- Chairman: Oleg Smirnov
- Vice Chairmen: Sergey Novak Marina Smirnova
- Founded: 4 August 2006
- Dissolved: 8 November 2012
- Headquarters: Tiraspol, Transnistria
- Newspaper: The Patriot
- Ideology: Transnistrian nationalism Pro-Smirnov
- International affiliation: A Just Russia
- Colors: Blue, White
- Slogan: "Social Justice, Freedom, Patriotism"

Party flag

Website
- patriot-pmr.org

= Patriotic Party of Transnistria =

The Patriotic Party of Transnistria (Патриотическая партия Приднестровья) was a political party in Transnistria.

== History ==
The founding congress of the party was held on 4 August 2006, the most notable attendees of which were the Union of Defenders of Transnistria, the Union of Afghan War Veterans and the Women's League of Transnistria, all of which merged into one political party along with a few other smaller groups.

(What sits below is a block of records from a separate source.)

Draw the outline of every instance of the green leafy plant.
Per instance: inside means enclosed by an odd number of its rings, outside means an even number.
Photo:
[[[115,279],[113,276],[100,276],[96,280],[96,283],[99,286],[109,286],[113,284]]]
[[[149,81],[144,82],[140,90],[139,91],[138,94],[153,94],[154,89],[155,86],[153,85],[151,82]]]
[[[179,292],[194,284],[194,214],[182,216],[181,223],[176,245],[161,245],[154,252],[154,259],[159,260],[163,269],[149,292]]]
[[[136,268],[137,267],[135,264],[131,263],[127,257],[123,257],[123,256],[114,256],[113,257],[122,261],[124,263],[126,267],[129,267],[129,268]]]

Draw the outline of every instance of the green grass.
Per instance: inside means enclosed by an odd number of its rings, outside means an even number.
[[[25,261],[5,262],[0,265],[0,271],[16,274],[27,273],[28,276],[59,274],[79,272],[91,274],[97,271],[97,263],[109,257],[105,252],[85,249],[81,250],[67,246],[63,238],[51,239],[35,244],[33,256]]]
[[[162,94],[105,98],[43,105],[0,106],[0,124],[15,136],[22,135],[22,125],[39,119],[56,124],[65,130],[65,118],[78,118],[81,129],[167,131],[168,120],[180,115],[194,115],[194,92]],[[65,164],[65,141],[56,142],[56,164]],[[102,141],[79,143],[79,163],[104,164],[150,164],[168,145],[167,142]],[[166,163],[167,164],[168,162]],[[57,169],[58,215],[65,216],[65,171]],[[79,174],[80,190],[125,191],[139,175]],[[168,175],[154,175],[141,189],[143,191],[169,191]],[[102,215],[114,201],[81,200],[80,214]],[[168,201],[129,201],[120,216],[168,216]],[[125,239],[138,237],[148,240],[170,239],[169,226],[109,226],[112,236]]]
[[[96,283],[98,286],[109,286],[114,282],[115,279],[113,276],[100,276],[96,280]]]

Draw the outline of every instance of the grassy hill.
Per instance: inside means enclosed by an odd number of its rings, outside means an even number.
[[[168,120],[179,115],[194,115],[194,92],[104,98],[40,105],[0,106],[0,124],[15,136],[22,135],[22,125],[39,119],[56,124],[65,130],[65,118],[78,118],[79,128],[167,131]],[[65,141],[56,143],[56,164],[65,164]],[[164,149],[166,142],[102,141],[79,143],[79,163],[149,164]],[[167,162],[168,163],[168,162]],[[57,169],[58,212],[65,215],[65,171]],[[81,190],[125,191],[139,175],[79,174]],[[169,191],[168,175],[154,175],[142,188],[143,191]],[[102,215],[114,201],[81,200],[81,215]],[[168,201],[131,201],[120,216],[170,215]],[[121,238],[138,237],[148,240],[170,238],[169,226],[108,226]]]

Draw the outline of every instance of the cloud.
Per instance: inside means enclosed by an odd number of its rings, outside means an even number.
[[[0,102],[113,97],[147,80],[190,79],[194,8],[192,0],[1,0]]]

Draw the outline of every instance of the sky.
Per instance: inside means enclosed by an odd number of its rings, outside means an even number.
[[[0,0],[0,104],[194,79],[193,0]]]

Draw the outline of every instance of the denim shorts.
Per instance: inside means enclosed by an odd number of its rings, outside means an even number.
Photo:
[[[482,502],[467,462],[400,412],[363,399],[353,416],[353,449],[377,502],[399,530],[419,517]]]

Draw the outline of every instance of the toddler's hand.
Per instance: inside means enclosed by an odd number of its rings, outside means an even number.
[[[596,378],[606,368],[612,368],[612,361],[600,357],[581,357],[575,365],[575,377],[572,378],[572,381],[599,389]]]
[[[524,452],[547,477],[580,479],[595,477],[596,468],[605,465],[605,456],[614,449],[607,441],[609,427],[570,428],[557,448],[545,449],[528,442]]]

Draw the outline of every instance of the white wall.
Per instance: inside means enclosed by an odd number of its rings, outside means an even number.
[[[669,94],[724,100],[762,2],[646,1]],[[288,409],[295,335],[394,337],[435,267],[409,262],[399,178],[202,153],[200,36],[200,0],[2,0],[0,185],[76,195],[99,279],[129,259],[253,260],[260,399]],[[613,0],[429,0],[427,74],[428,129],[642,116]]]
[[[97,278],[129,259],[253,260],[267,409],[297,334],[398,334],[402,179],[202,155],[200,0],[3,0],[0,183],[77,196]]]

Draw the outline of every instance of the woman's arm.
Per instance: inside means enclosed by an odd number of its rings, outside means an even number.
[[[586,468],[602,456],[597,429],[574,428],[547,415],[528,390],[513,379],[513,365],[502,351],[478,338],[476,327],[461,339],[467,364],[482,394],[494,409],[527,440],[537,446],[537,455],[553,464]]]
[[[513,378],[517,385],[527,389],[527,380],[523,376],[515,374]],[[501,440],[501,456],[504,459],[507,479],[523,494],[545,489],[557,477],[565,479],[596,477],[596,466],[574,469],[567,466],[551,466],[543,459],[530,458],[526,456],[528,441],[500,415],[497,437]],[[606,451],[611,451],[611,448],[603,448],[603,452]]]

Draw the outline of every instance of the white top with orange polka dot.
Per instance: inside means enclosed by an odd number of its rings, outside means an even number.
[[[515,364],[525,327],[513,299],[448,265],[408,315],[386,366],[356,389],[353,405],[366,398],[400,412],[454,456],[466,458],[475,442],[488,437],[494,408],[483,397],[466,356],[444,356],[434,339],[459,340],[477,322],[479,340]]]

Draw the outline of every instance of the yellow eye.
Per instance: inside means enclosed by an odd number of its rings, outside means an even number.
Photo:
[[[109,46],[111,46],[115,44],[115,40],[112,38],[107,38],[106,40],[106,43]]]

The merger was encouraged by Oleg Smirnov, the son of then-President Igor Smirnov, and the party later elected him chairman in an uncontested vote. A political council with 33 members was also created during the congress.

In April 2010, the party agreed to a merger with another pro-Smirnov political party, the Republican Party (created on base of the Republic NGO), to form the Social-Patriotic Party of Transnistria. Vladimir Rylyakov, one of the leaders of the OSTK, became the leader of the new party.